The SEAMLESS Communication Team of Towards Massively Multilingual Universal Text-to-Text Translation using Semi-Supervised Learning
Meta’s previous work on speech-to-speech translation and the No Language Left Behind project aimed to provide text-to-text translation for some 200 languages. Making translation systems multilingual can improve their performance even if they only have a small amount of training data, but why this happens is unclear.
Most models only work for text, and may only focus on a small subset of the world’s languages.
• Writing in Nature, the SEAMLESS Communication Team1 addresses these challenges to come up with key technologies that could make rapid universal translation a reality.
To train their AI model, the researchers relied on methods called self-supervised and semi-supervised learning. These approaches help a model learn from huge amounts of data without requiring humans to put labels on the data. It’s possible that the labels are accurate transcripts or translations.
4.5 million hours of multilingual spoken audio was stored in a massive data set before being pre-trained on the part of the model that is responsible for translation. The training helps the model to learn data patterns and it makes it simpler to fine- tune the model for specific tasks without requiring large amounts of training data.
One of the SEAMLESS team’s savviest strategies involved ‘mining’ the Internet for training pairs that align across languages — such as audio snippets in one language that match subtitles in another. Starting with some data that they knew to be reliable, the authors trained the model to recognize when two pieces of content (such as a video clip and a corresponding subtitle) actually match in meaning. They applied this technique to a lot of internet data, collecting over 443,000 hours of audio, matching text and aligning 30,000 hours of speech pairs to further train their model.
There is a Massively Multilingual and Multimodal Machine Translation system which can translate speech, text, and text to text. The results are described in Nature.
Meta has become one of the largest supporters of open-source language technology. Its research team was instrumental in developing PyTorch, a software library for training AI models, which is widely used by companies such as OpenAI and Tesla, as well as by many researchers around the world. The Llama family of large language models2 are used to create applications similar to the ones created by the model introduced here. This level of openness is a huge advantage for researchers who lack the massive computational resources needed to build these models from scratch.
Some transcription models have even been known to ‘hallucinate’5 — come up with entire phrases that were never uttered in audio inputs — and this occurs more frequently for speakers who have speech impairments than it does for those without them (Fig. 1c). Machine-generated errors like wrongly accusing a person in a trial and wrongly prescribe a drug could cause real harm. The damage is disproportionately affecting marginalized populations.
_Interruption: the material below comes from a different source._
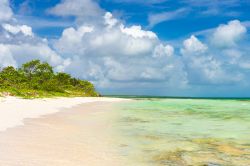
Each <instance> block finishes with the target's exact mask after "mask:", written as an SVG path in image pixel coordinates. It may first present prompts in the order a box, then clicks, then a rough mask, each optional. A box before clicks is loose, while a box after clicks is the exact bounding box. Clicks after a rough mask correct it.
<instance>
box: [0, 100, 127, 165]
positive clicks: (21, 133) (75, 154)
mask: <svg viewBox="0 0 250 166" xmlns="http://www.w3.org/2000/svg"><path fill="white" fill-rule="evenodd" d="M5 100H7V101H5V102H1V104H0V106H1V107H0V109H1V110H0V112H1V115H5V113H3V112H7V111H10V112H11V113H12V114H8V115H9V116H13V115H14V116H15V113H17V112H18V111H20V112H24V111H27V112H32V113H30V114H28V113H27V115H26V114H25V115H22V116H20V115H19V114H21V113H18V115H16V116H17V118H16V119H12V118H9V117H8V116H6V115H5V117H6V118H9V119H8V120H7V121H10V122H11V123H8V124H10V125H9V126H12V128H8V129H7V130H6V129H5V131H4V132H3V131H2V132H0V166H57V165H58V166H59V165H60V166H85V165H86V166H113V165H114V166H119V165H128V164H126V162H127V161H126V160H125V157H124V156H122V155H120V154H119V144H118V143H117V140H118V139H119V138H117V137H116V134H115V133H114V132H113V126H112V125H113V123H112V119H113V118H114V116H115V114H114V113H113V111H109V110H110V109H112V107H113V105H114V101H122V100H121V99H111V98H106V99H105V98H102V99H93V98H92V99H90V98H89V99H87V98H85V99H84V102H82V101H81V102H80V101H78V100H82V99H79V98H77V101H73V100H76V98H75V99H65V98H61V99H53V100H52V99H47V100H46V101H43V100H32V101H30V100H27V101H26V100H25V101H24V100H22V99H11V100H10V99H5ZM20 100H21V101H20ZM71 100H72V101H71ZM10 101H17V103H12V104H14V105H15V106H20V109H16V110H15V109H13V110H11V109H10V110H8V109H9V108H12V107H10V106H8V105H6V103H10ZM59 101H60V102H59ZM106 101H109V102H106ZM65 102H67V103H70V104H71V108H70V109H69V108H68V109H61V110H62V111H60V112H57V113H55V112H56V111H59V110H60V109H59V108H60V107H64V108H65V107H66V103H65ZM89 102H91V103H89ZM3 103H5V104H3ZM37 103H39V105H36V104H37ZM81 103H82V104H81ZM84 103H85V104H84ZM76 104H78V105H77V106H75V107H72V106H73V105H76ZM2 106H5V107H2ZM21 106H22V107H21ZM38 106H40V107H41V111H42V110H45V112H46V114H51V113H54V114H52V115H44V116H42V117H40V118H36V119H33V118H34V117H39V116H41V115H43V113H41V111H39V110H40V109H37V112H36V111H34V110H33V109H32V108H39V107H38ZM13 107H14V106H13ZM3 108H4V109H3ZM16 108H18V107H16ZM54 108H57V109H56V111H55V109H54ZM17 110H18V111H17ZM1 115H0V116H1ZM24 118H25V120H23V119H24ZM27 118H32V119H27ZM20 119H22V120H21V123H20ZM1 120H4V118H2V117H1ZM17 121H18V122H19V124H24V125H21V126H17V127H13V126H14V125H13V124H14V122H15V125H17V123H16V122H17ZM0 123H1V126H2V129H3V127H4V125H3V124H2V123H3V122H2V121H1V122H0ZM5 127H6V126H5Z"/></svg>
The SEAMLESS researchers quantified the toxicity associated with their model (the degree to which its translations introduce harmful or offensive language)6. This is a step in the right direction, and offers a baseline against which future models can be tested. Extra care must be taken to make certain that the model can translate and decipher certain words in certain languages, when the performance of existing models varies wildly. Computer-vision researchers are looking to improve the poor performance of image-recognition models in under-represented groups and deter the models from making offensive predictions.
The authors also looked for gender bias in the translations produced by their model. Their analysis examined whether the model over-represented one gender when translating gender-neutral phrases into gendered languages: does “I am a teacher” in English translate to the masculine “Soy profesor” or to the feminine “Soy profesora” in Spanish? But such analyses are restricted to languages with binary masculine or feminine forms only, and future audits should broaden the scope of linguistic biases studied8.
MetaSEAMLESSM4T: A Multi-Memory Audio Archive for Open-Universe Translations of L LaMA Lectures
After success of releasing its L LaMA large, Meta will make the SEAMLESSM4T open- source for other researchers who want to build on it.
The team collected millions of hours of audio files of speech, along with human-generated translations of that speech, from the Internet and other sources, such as United Nations archives. The transcripts of some of the speeches were collected by the authors.